Nonsense. Preventative medicine is the core of conventional medicine as well. Diet, exercise, body weight and condition, vaccination, dental care, etc. are all ordinary parts of primary care practice. If there is scientific evidence that something has preventative value, conventional medicine employs or encourages it. How is naturopathy different or better in this respect? It seems you are setting up a strawman of conventional medicine that is simply inaccurate, especially with phrases like “throwing pills at a symptom,” which is a silly stereotype of medicine often promoted by advocates of alternative therapies.
3. Symptom suppression- You go on about how suppressing symptoms is wrong and imply that this is what conventional medicine does. However, this is another inaccurate strawman. When I remove a cancerous tumor, give a vaccine, treat a potentially life-threatening sepsis with antibiotics, put a cancer into remission with chemotherapy, or employ any of a thousand other therapeutic interventions, I am not “merely” suppressing symptoms. I am often curing disease, and I am frequently saving life even when the disease is not curable. It is true that many times organisms heal spontaneously, which is one of several reasons why ineffective therapies sometimes seem to work. However, it is also true that before scientific medicine, spontaneously healing still existed and yet half of our children died before adulthood, death in childbirth was routine, and life expectancy almost never exceeded the early 40s. The body sometimes needs help, and not just good food and clean living.
4.
We humans have become increasingly removed from our animal selves, from instinct, from our sense of smell and our intuition.

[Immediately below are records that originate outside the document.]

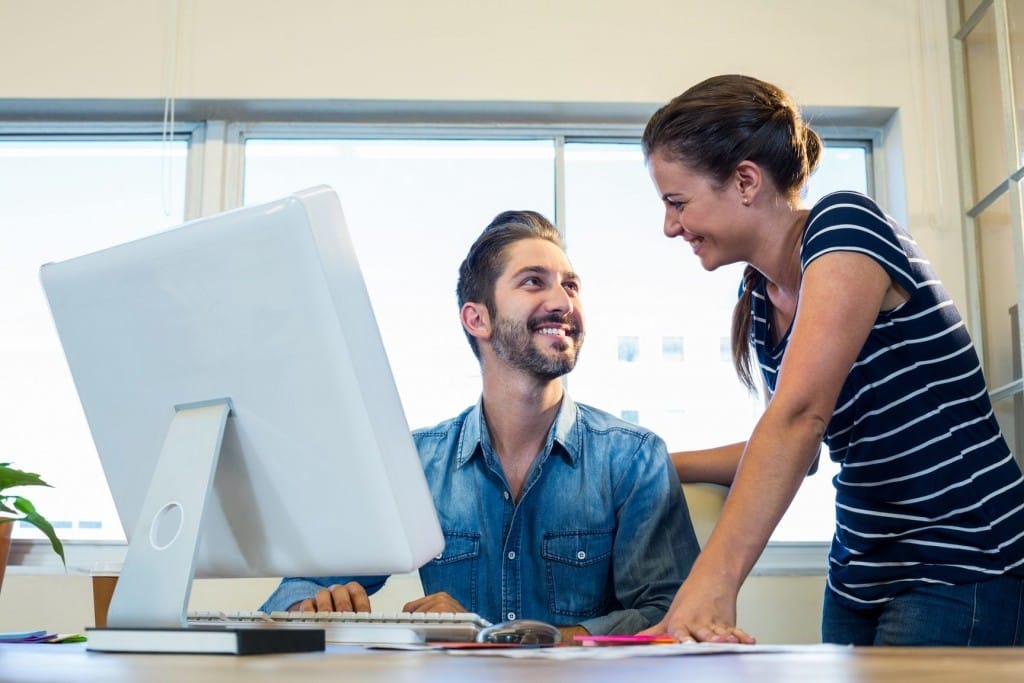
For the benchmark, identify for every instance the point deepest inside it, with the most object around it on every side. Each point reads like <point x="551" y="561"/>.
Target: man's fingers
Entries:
<point x="357" y="596"/>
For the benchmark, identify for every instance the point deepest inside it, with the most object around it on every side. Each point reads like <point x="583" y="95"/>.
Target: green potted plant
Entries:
<point x="16" y="508"/>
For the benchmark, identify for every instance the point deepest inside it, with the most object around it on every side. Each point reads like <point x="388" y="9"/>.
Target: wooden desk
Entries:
<point x="55" y="664"/>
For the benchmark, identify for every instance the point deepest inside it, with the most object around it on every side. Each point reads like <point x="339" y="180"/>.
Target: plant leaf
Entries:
<point x="10" y="477"/>
<point x="41" y="523"/>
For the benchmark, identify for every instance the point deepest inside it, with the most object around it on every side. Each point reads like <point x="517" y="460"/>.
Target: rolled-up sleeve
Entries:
<point x="654" y="545"/>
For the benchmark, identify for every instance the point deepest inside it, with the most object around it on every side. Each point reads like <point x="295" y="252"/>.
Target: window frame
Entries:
<point x="217" y="132"/>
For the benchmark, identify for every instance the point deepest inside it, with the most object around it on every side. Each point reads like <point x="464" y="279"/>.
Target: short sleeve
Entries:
<point x="851" y="222"/>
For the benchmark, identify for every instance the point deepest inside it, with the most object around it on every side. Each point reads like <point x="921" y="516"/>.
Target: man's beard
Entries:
<point x="513" y="343"/>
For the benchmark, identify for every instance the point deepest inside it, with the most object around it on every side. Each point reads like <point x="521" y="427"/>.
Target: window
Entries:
<point x="656" y="350"/>
<point x="398" y="199"/>
<point x="672" y="349"/>
<point x="60" y="198"/>
<point x="629" y="348"/>
<point x="988" y="48"/>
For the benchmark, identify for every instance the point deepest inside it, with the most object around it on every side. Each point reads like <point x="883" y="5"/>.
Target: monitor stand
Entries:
<point x="150" y="603"/>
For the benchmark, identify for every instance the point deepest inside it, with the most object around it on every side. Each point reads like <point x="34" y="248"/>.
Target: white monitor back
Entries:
<point x="265" y="306"/>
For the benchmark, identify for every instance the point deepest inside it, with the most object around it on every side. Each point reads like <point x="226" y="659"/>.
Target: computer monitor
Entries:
<point x="237" y="387"/>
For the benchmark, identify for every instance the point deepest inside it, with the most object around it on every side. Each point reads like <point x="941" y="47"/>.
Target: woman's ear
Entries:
<point x="749" y="180"/>
<point x="476" y="319"/>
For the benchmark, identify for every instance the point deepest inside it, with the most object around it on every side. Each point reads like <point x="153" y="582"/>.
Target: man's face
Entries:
<point x="539" y="323"/>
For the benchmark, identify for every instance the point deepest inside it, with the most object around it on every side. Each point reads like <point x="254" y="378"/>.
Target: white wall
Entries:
<point x="884" y="53"/>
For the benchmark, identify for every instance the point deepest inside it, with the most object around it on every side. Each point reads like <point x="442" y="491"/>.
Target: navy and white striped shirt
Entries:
<point x="928" y="491"/>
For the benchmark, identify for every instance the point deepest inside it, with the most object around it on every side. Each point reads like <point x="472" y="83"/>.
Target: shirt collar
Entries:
<point x="563" y="437"/>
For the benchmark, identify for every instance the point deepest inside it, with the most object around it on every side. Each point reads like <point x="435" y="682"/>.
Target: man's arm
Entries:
<point x="654" y="545"/>
<point x="294" y="590"/>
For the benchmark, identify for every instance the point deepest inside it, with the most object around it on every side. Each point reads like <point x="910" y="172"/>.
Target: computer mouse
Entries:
<point x="521" y="632"/>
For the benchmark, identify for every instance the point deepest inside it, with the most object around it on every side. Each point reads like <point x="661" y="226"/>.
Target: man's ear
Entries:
<point x="476" y="319"/>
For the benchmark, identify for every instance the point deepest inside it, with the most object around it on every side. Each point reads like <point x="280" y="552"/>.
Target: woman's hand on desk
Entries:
<point x="701" y="613"/>
<point x="348" y="598"/>
<point x="435" y="602"/>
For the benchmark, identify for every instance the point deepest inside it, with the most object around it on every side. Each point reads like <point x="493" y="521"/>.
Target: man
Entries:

Well, my patients are pretty well-acquainted with their “animal selves” and intuition. That doesn’t seem to stop them from eating poisonous plants, batteries, and socks, poking rattlesnakes or porcupines repeatedly with their noses until they get bitten, persistently chewing on themselves when they are itchy until they are raw and infected, and doing any number of other things not in the best interests of their health. The “appeal to nature fallacy” is what you are selling here, and it is just that–a fallacy.
5.
Treating the Whole Person involves understanding the whole person. This is no simple matter, nothing like throwing pills at a symptom. People are complex and layered. Treating the whole person involves providing support where there is weakness, encouragement where there is strength, and inspiration where there is hopelessness. This tenet is based on the Holistic premise that a person is an animal being, rational being and spiritual being all at the same time. The parts of a whole person are continuous with each other, interacting and in balance. A person is not just their body, or their attitude, or their spirit. A person is more than the sum of all these things. Our goal is to understand and to love the person, so that we can support his or her recovery in every way that matters.This would seem to contradict your claim not to have a vitalistic attitude towards health and disease. Are we to treat our patients as spiritual beings, and if so how? Is this science-based? And if this is all metaphor and you just mean we should be treat people's psychological needs as well as their physical disease, again how is this different from good conventional medicine? I still see only vague rhetoric in your attempts to distinguish naturopathy from science-based medicine. I don't see you advocating anything that is both scientific and not an ordinary part of good conventional healthcare.